Opinión

Hiperactividad

Sara Medialdea | Martes 15 de octubre de 2013

Muchos pensaban que, tras el fracaso olímpico, a Ana Botella le quedaba poco por hacer, más allá de las maletas. De hecho, hay quien pensaba que se marcharía o que vegetaría el año y medio que queda hasta las próximas elecciones municipales. Lejos de eso, el Palacio de Cibeles parece vivir un periodo de hiperactividad sin parangón.

Recapitulemos: nada más volver de Buenos Aires, Botella acudió a un desayuno informativo en el hotel Ritz en el que, entre otras cosas, dijo aquello de que quería seguir en el cargo "hoy y mañana". Respondía de este modo a quienes nada más conocerse el nuevo descalabro olímpico de Madrid, ya le movían la silla a la alcaldesa.
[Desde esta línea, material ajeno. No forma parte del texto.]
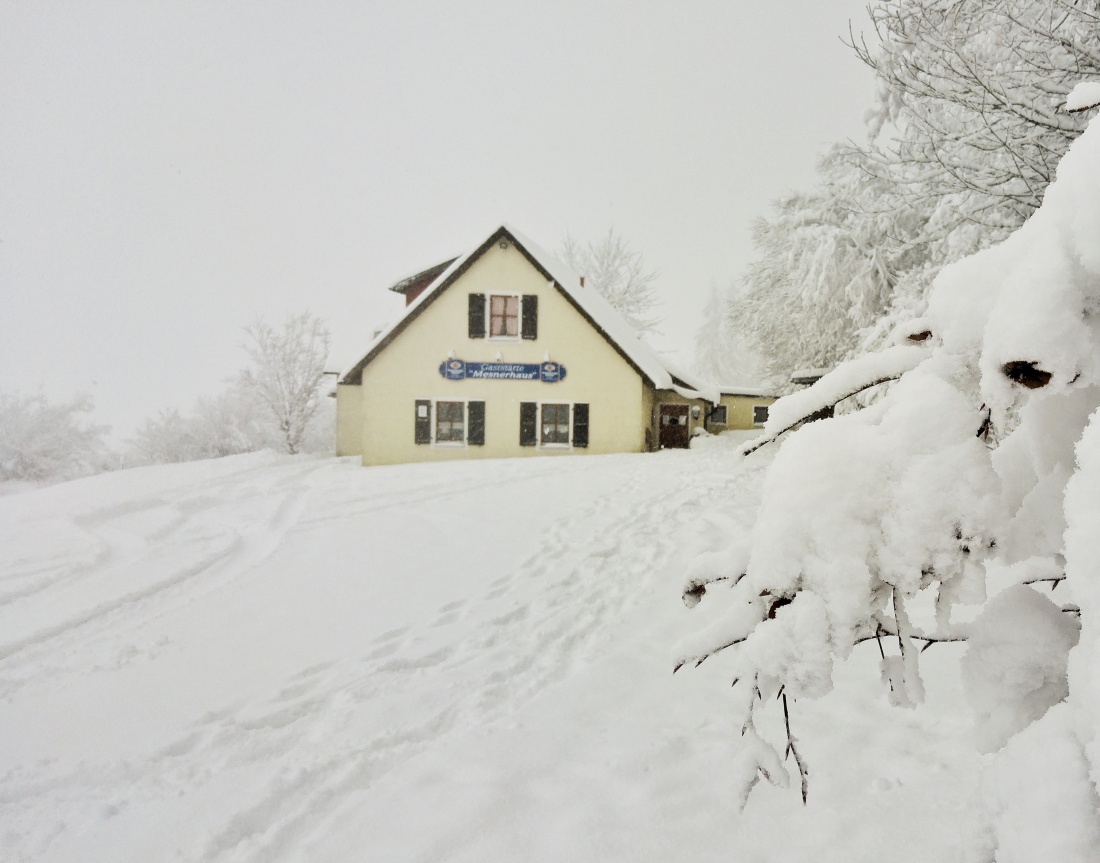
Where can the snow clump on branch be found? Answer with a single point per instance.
(949, 487)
Desde ahí, se lanzó a una vorágine de anuncios que, si bien en general no cuestan ni un euro al Ayuntamiento, sírven para mantener a la institución y a su máxima responsable "en el candelabro". Por ejemplo, anunció rebajas de impuestos municipales desde 2014 en adelante; puso en marcha la instrucción que obliga a los músicos ambulantes a inscribirse y pasar una audición antes de poder tocar en la calle; e hizo público el borrador de Ordenanza de Convivencia que, entre otras cosas, multa a clientes de prostitutas, limpiadores de parabrisas o macetas colocadas peligrosamente. También se ha reunido con grandes empresas afincadas en AZCA con el fin de acordar un plan conjunto para modernizar esta zona y dotarla de más seguridad; ha presentado las obras de rehabilitación de la Estación Sur de Autobuses y acaba de lanzar la iniciativa de implantar una tarifa fija de taxi desde y hasta el aeropuerto de Madrid-Barajas.

Toda esta actividad pone de manifiesto varias cosas: uno, que Botella ni se para ni tiene intención de hacerlo, por lo que quien quiera descabalgarla del puesto va a tener que emplearse a fondo. Dos, dado el grado de polémica que sigue a cada una de las medidas que adopta, parece llegado el punto en el que haga lo que haga la alcaldesa, resulta controvertido. Si alguien pensaba que, sin Juegos ni presupuesto, nos íbamos a aburrir en este fin de mandato, sospecho que se equivoca.